You can download the list of December’s awardees by clicking the button below. In December, Tufts researchers received 41 awards for extramural funding from federal, foundation, and corporate sponsors.

To submit a recent award to be highlighted, please use the "nominate a project" button below.

This month we are highlighting Dina Deitsch, Director and Chief Curator of the Tufts University Art Gallery, for her project titled ‘Art for the Future: Artists Call and Transnational Solidarity in the 1980s’ funded by The Andy Warhol Foundation for the Visual Arts Inc. Please see the abstract for this project below.

Art for the Future: Artists Call and Transnational Solidarity in the 1980s

PI: Dina Deitsch
Funder: The Andy Warhol Foundation for the Visual Arts Inc
Title: Art for the Future: Artists Call and Transnational Solidarity in the 1980s
Abstract: In June 1982, Group Material, in collaboration with the community center Taller Latinoamericano and a number of other likeminded cultural groups, organized ¡Luchar!
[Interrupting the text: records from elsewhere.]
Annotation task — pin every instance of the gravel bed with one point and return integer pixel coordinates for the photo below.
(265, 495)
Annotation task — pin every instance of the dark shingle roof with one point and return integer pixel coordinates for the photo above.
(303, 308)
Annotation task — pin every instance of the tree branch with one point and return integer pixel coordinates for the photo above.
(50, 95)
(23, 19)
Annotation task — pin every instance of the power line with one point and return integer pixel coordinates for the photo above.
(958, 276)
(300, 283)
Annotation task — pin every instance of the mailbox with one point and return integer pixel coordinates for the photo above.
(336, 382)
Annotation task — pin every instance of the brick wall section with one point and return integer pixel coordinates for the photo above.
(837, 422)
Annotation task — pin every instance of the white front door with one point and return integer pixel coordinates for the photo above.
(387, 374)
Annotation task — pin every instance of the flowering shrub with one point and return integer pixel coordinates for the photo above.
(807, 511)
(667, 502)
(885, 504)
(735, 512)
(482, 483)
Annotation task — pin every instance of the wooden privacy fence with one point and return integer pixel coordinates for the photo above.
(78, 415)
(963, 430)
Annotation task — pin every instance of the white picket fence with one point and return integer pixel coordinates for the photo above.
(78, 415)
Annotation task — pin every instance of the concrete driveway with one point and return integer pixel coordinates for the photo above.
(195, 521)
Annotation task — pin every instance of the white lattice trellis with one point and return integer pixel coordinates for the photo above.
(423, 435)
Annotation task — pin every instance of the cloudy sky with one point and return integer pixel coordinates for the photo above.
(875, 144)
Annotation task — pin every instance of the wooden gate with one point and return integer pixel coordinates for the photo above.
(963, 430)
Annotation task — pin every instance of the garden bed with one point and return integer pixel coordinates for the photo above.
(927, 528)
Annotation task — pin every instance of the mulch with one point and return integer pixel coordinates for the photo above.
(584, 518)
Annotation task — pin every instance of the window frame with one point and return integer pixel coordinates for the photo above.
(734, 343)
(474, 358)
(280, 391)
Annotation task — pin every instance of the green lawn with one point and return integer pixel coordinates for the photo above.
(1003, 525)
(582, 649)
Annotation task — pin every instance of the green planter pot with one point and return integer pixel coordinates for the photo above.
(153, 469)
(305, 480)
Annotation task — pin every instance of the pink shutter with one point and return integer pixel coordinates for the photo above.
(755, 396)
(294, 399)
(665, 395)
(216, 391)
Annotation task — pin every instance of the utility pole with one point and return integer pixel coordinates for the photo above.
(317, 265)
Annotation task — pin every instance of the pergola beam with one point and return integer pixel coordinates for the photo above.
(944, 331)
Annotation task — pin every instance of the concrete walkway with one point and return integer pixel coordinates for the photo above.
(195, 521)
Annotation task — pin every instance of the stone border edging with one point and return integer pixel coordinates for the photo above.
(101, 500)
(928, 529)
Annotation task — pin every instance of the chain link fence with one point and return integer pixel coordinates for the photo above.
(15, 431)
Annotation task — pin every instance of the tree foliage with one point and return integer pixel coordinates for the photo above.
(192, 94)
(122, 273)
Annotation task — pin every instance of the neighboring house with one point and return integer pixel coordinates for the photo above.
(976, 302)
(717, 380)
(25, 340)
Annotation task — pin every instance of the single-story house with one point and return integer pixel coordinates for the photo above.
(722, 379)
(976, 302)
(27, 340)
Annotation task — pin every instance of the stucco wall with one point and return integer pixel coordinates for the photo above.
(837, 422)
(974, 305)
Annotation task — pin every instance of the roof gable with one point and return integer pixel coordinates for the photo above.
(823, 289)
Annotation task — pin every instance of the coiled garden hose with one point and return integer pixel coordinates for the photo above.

An Exhibition for the People of Central America at 19 West 21st Street in Lower Manhattan. Comprised of contemporary U.S. and Latin American art works and artifacts, the exhibition made a political statement against the Reagan administration’s interventionist policies in the region. It also recognized and supported the culture and art making practices of Central Americans and was described by critic Lucy Lippard, in a speech at the opening, as “art for the future.” Today ¡Luchar! and the transnational solidarity activities that it initiated in the 1980s remain largely forgotten.

Art for the Future: Artists Call and Transnational Solidarity in the 1980s seeks to rectify this oversight by focusing on the seminal 1984 nationwide activist campaign Artists Call Against US Intervention in Central America that grew out of the friendships, solidarity networks, and political organizing set in place by ¡Luchar! Consisting of exhibitions, performances, poetry readings, film screenings, concerts, and other cultural and educational events in over 27 cities across the United States and Canada, Artists Call was intended not only to oppose the Reagan administration’s interventionist policies in Central America but also to raise money for and awareness about Central America as well as to build international solidarity amongst artists and other cultural workers. In short, Artists Call functioned, returning to Lippard, as a kind of “literacy campaign,” by which she meant that, like the National Literacy Crusade of post-revolutionary Nicaragua, Artists Call was envisioned as a consciousness raising effort that would do more than just educate North Americans about Central America or protest U.S. military involvement there. More significantly, it was organized to bring disparate groups of people in dialogue together in support of the possibility of cultural freedom everywhere. As the slogan for Artists Call makes clear: “If we can simply witness the destruction of another culture, we are sacrificing our own right to make culture.”

Organized by Tufts University Art Galleries (TUAG) curator Abigail Satinsky with guest co-curator Erina Duganne, Art for the Future will be on view in the main exhibition galleries at the Aidekman Arts Center on the school’s Medford/Somverille campus for the fall 2020 semester. TUAG will present this exhibition in conjunction with nationwide efforts to organize politically motivated and inclusive exhibitions around the 2020 US presidential elections with the Feministic Art Coalition (FAC) and will plan to travel the project to up to two additional university venues.